Shalat merupakan pemenuhan kebutuhan jiwa. Semua orang mengalami bingung. Dalam suasana seperti itu, sampaikan segala perasaan kepada Allah. “Ihdinashshiratal mustaqim” (Tunjukkan kami ke jalan yang lurus), sebuah harapan hamba kepada Allah.
Shalat juga dibutuhkan oleh masyarakat, tulis Dr Quraish Shihab. Sebab, shalat dalam pengertian yang luas merupakan dasar-dasar pembangunan. Orang Romawi Kuno mencapai puncak keahlian dalam bidang arsitektur, yang hingga kini tetap mengagumkan para ahli, juga karena adanya dorongan tersebut.
Alexis Carrel menyatakan, ”Apabila pengabdian, sembahyang dan do’a yang tulus kepada Sang Maha Pencipta disingkirkan dari tengah kehidupan bermasyarakat, maka itu berarti kita telah menandatangani kontrak bagi kehancuran masyarakat.
Sebuah penegasan dari seorang sarjana yang tidak berlatar belakang pendidikan agama, namun muatannya sarat nilai agama Alexis Carrel yang dua kali mendapat hadiah Nobel mengakui kehebatan pengabdian, do’a dan shalat bagi pembentukan masyarakat. Bisa disejajarkan dengan istilah lain buah dari pengabdian, do’a dan shalat dapat melahirkan manusia yang khusyu’ sosial.
Selingkuh Spiritual
Salah satu ‘buah’ shalat adalah lahirnya manusia yang khusyu’ sosial. Artinya, dia bukan hanya fasih dalam melafalkan bacaan shalat, tetapi juga bisa mewujudkan dalam kehidupan bermasyarakat. Bacaan shalat dijadikan motivator melakukan kebaikan di luar shalat.

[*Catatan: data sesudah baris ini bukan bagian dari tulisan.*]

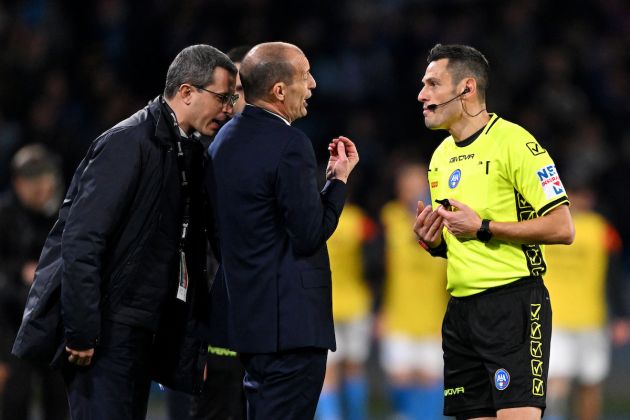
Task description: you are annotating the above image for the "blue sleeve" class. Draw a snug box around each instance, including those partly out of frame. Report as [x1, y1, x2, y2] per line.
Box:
[61, 130, 141, 350]
[276, 134, 346, 255]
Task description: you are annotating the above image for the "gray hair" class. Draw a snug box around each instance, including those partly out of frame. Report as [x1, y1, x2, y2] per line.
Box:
[164, 44, 237, 99]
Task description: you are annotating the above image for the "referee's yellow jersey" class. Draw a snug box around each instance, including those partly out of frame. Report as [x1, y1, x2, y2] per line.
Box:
[428, 114, 569, 297]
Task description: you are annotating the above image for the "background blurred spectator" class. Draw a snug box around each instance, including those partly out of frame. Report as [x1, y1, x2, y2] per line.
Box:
[545, 184, 630, 420]
[0, 145, 67, 420]
[379, 161, 449, 420]
[0, 0, 630, 416]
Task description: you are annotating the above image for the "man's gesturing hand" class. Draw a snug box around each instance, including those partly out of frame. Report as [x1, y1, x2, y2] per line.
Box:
[413, 201, 444, 248]
[437, 198, 481, 238]
[326, 136, 359, 183]
[66, 346, 94, 366]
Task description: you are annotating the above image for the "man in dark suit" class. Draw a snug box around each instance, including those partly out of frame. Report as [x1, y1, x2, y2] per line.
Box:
[207, 42, 359, 419]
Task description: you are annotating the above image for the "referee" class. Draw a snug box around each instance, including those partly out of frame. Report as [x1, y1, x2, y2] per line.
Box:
[414, 44, 574, 419]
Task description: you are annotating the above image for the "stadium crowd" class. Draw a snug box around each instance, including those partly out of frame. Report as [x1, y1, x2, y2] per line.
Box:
[0, 0, 630, 418]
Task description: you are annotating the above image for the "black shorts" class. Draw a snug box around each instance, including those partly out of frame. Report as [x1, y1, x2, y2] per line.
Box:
[442, 277, 551, 418]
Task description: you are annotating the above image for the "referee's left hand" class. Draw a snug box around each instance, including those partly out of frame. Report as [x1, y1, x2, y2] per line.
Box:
[437, 198, 481, 239]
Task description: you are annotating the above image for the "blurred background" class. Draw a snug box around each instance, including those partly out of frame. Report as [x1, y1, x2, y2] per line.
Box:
[0, 0, 630, 418]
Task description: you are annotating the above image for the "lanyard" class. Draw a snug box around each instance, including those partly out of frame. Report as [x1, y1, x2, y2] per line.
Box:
[177, 138, 190, 252]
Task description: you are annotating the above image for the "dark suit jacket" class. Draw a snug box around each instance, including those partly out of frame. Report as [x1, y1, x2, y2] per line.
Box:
[207, 105, 346, 353]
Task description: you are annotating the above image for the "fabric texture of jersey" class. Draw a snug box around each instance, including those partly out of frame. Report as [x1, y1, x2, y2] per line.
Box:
[545, 212, 621, 330]
[442, 277, 551, 418]
[428, 114, 568, 297]
[327, 204, 373, 322]
[381, 202, 448, 337]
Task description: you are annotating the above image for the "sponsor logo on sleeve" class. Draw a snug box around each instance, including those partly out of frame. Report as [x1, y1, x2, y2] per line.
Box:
[536, 165, 564, 198]
[448, 169, 462, 189]
[531, 359, 543, 377]
[525, 141, 547, 156]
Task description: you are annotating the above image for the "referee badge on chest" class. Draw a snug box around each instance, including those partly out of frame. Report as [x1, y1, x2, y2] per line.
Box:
[448, 169, 462, 189]
[494, 368, 510, 391]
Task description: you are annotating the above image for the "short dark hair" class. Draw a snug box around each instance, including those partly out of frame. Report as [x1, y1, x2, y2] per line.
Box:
[227, 45, 252, 63]
[164, 44, 236, 98]
[427, 44, 490, 98]
[240, 42, 300, 102]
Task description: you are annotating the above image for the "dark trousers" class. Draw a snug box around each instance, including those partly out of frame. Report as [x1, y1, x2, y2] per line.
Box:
[167, 354, 246, 420]
[241, 348, 328, 420]
[0, 357, 68, 420]
[62, 322, 153, 420]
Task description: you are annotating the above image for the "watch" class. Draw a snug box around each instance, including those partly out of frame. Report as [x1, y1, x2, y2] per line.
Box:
[477, 219, 492, 242]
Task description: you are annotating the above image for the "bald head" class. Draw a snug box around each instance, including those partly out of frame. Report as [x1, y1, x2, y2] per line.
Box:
[240, 42, 304, 103]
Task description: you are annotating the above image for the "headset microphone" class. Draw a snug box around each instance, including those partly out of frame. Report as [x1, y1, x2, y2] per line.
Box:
[427, 86, 470, 111]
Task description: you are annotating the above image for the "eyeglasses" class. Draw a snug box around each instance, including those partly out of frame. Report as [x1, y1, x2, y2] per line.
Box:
[195, 86, 240, 106]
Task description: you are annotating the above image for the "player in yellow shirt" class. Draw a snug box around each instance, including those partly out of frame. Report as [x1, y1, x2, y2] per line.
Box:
[379, 163, 448, 420]
[545, 187, 630, 420]
[315, 203, 376, 420]
[414, 44, 574, 419]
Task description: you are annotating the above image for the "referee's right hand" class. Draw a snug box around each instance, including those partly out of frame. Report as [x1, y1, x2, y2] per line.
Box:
[413, 201, 444, 248]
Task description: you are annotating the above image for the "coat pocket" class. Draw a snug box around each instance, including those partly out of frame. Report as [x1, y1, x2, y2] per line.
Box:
[300, 269, 331, 289]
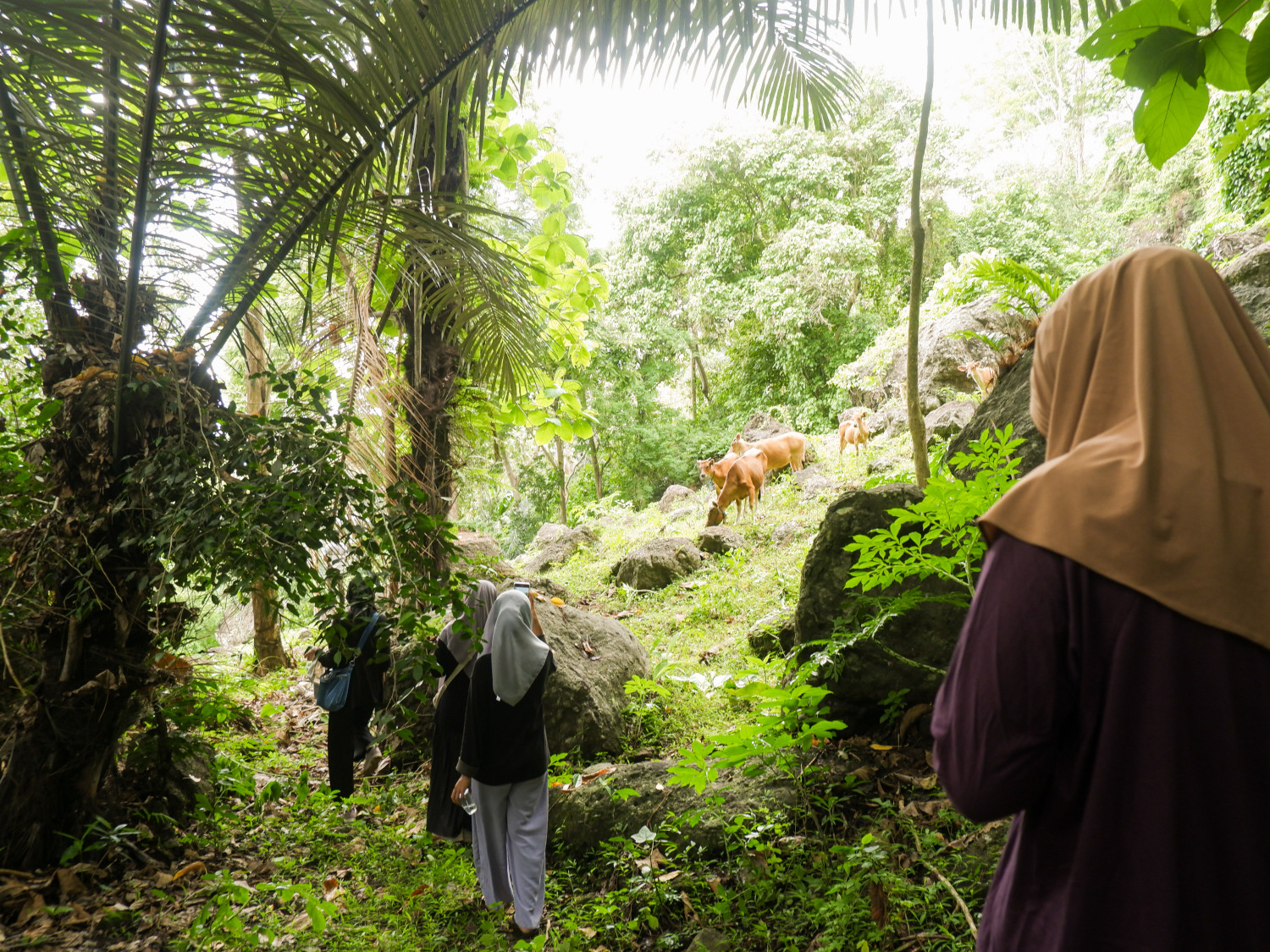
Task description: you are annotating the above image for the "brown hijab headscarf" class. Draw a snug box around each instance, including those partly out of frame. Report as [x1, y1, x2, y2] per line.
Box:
[982, 248, 1270, 647]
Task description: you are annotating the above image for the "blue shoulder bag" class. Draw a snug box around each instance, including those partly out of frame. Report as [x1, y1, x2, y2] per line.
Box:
[314, 612, 380, 713]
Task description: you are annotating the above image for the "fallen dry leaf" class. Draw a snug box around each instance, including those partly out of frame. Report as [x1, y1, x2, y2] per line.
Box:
[172, 860, 207, 883]
[56, 870, 88, 899]
[17, 893, 46, 929]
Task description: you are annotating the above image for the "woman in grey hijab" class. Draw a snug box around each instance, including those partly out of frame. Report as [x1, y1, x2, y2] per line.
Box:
[428, 579, 498, 842]
[451, 591, 555, 937]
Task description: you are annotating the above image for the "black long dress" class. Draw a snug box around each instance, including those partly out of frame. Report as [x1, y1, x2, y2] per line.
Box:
[428, 645, 472, 839]
[932, 533, 1270, 952]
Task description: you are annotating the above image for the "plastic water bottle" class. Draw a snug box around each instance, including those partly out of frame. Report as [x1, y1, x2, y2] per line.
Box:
[459, 787, 477, 817]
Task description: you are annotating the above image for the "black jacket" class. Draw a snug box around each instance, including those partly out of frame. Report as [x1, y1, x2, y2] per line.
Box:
[459, 655, 555, 786]
[318, 609, 393, 707]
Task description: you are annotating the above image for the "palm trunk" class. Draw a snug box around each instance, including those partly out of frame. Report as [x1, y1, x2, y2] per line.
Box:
[907, 0, 935, 490]
[244, 307, 295, 674]
[556, 437, 569, 526]
[0, 2, 185, 868]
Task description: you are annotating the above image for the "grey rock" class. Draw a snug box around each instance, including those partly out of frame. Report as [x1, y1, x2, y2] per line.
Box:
[498, 574, 578, 602]
[456, 530, 498, 561]
[866, 456, 904, 476]
[521, 526, 599, 575]
[698, 526, 746, 555]
[741, 411, 794, 443]
[685, 928, 732, 952]
[1204, 228, 1267, 263]
[1218, 243, 1270, 343]
[538, 602, 650, 757]
[869, 404, 908, 437]
[530, 522, 569, 548]
[926, 400, 978, 439]
[657, 484, 696, 513]
[838, 404, 874, 431]
[947, 349, 1046, 479]
[746, 608, 794, 658]
[614, 536, 701, 589]
[772, 522, 803, 546]
[848, 294, 1019, 411]
[794, 482, 965, 731]
[548, 761, 795, 853]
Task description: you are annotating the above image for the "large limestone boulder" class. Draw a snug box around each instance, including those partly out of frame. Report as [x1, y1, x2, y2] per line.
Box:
[794, 482, 965, 731]
[657, 484, 698, 513]
[698, 526, 746, 555]
[926, 400, 978, 439]
[947, 349, 1046, 479]
[530, 522, 569, 548]
[1219, 243, 1270, 343]
[521, 526, 599, 575]
[848, 294, 1019, 414]
[538, 602, 649, 757]
[614, 536, 701, 589]
[741, 411, 794, 443]
[455, 530, 516, 579]
[548, 761, 795, 852]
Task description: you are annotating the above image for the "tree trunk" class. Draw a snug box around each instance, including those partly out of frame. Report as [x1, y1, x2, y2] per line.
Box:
[401, 91, 467, 574]
[587, 436, 605, 503]
[556, 437, 569, 526]
[493, 431, 521, 503]
[907, 0, 935, 490]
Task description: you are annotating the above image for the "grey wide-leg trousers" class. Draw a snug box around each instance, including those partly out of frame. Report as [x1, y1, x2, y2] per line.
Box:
[472, 773, 548, 929]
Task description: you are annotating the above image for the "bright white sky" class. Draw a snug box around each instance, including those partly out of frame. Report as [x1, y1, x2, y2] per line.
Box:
[533, 19, 1092, 248]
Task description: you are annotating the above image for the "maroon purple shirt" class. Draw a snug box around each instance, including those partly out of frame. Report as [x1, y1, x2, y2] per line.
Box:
[932, 535, 1270, 952]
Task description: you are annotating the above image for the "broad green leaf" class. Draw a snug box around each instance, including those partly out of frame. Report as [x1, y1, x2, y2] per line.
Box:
[1245, 17, 1270, 93]
[1133, 70, 1208, 169]
[1201, 30, 1249, 93]
[1077, 0, 1194, 60]
[1124, 27, 1204, 89]
[1217, 0, 1262, 33]
[1213, 111, 1270, 162]
[543, 212, 564, 238]
[1180, 0, 1213, 30]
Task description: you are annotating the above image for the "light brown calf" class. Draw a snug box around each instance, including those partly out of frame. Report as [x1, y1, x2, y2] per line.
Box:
[838, 410, 869, 459]
[958, 360, 997, 396]
[698, 454, 737, 493]
[732, 433, 807, 472]
[706, 449, 769, 526]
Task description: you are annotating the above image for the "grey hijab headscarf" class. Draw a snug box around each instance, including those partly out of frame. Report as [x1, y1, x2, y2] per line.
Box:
[482, 589, 551, 707]
[437, 579, 498, 690]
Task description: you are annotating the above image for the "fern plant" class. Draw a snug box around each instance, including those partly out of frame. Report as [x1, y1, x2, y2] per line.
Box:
[969, 256, 1063, 319]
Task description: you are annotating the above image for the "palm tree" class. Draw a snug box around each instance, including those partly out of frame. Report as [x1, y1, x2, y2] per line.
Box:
[0, 0, 853, 866]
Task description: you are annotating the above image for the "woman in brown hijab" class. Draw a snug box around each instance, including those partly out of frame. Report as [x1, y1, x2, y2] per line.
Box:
[932, 248, 1270, 952]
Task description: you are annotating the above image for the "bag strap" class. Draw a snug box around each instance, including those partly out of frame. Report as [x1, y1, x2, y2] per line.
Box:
[357, 612, 380, 654]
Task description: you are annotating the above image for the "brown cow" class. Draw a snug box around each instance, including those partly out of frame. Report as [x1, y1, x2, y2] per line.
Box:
[838, 410, 869, 459]
[698, 454, 737, 493]
[706, 449, 769, 526]
[732, 433, 807, 472]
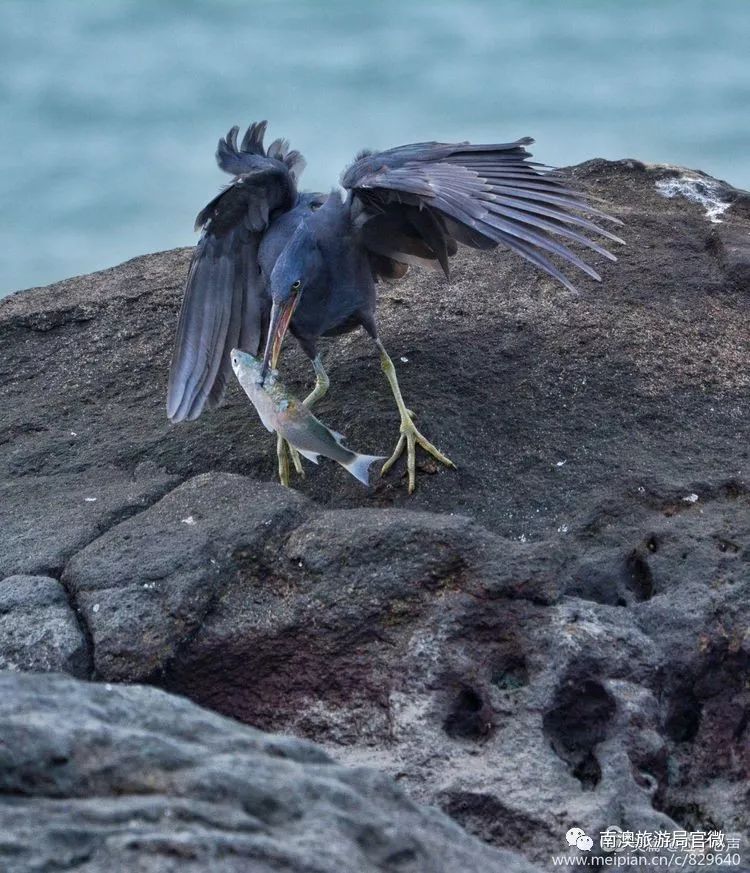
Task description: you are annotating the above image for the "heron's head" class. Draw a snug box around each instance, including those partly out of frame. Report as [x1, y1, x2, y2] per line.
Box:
[261, 222, 323, 379]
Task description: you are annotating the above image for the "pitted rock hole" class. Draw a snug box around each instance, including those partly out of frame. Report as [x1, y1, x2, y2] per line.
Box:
[443, 686, 492, 741]
[543, 679, 616, 790]
[624, 541, 656, 603]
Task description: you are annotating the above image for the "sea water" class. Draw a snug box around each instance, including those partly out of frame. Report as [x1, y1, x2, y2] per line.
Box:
[0, 0, 750, 294]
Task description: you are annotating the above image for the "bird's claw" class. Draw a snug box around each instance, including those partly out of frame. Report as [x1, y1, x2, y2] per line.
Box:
[380, 409, 456, 494]
[276, 434, 305, 488]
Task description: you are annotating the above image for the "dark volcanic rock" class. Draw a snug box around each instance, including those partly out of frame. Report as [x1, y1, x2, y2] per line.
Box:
[0, 161, 750, 869]
[0, 673, 537, 873]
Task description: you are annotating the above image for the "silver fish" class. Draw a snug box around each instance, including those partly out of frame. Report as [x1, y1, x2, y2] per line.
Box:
[232, 349, 384, 485]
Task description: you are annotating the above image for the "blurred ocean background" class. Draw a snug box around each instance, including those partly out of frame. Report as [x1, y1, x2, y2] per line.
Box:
[0, 0, 750, 295]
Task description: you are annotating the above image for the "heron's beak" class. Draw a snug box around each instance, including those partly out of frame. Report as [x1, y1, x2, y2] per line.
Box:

Indikasinya, orang yang shalatnya khusu’ maka dalam bermasyarakat sikapnya jujur, adil, amanah, memiliki etos kerja tinggi kuat iman. Ia selalu berupaya menjaga hubungan dengan Allah agar selalu mesra sebagai wujud iman dan shalatnya. Dalam setiap aktivitas hidupnya ada satunya kata dengan perbuatan.
Orang yang shalatnya bagus memantulkan jiwa suci dan berprilaku terpuji. Tidak perduli dia hidup di desa, tidak berpendidikan, dan mungkin dari materi sangat kekurangan namun tetap qonaah (mau menerima apa adanya). Tidak melacurkan diri dalam kebohongan publik. Intinya orang yang shalatnya baik, akan terhindar dari perbutan keji dan munkar.
Itulah yang menyebabkan Umar ibnu Khottob terperangah ketika mendengar jawaban pemuda desa yang yang sehari-hari sebagai pengembala ternak ketika ketika dibujuk Umar agar mau menjual seekor kambing milik majikannya ia menolak. “Majikanmu tidak mungkin tahu, kalau ditanya katakan kambing itu diterkam serigala,” ucap Umar menguji.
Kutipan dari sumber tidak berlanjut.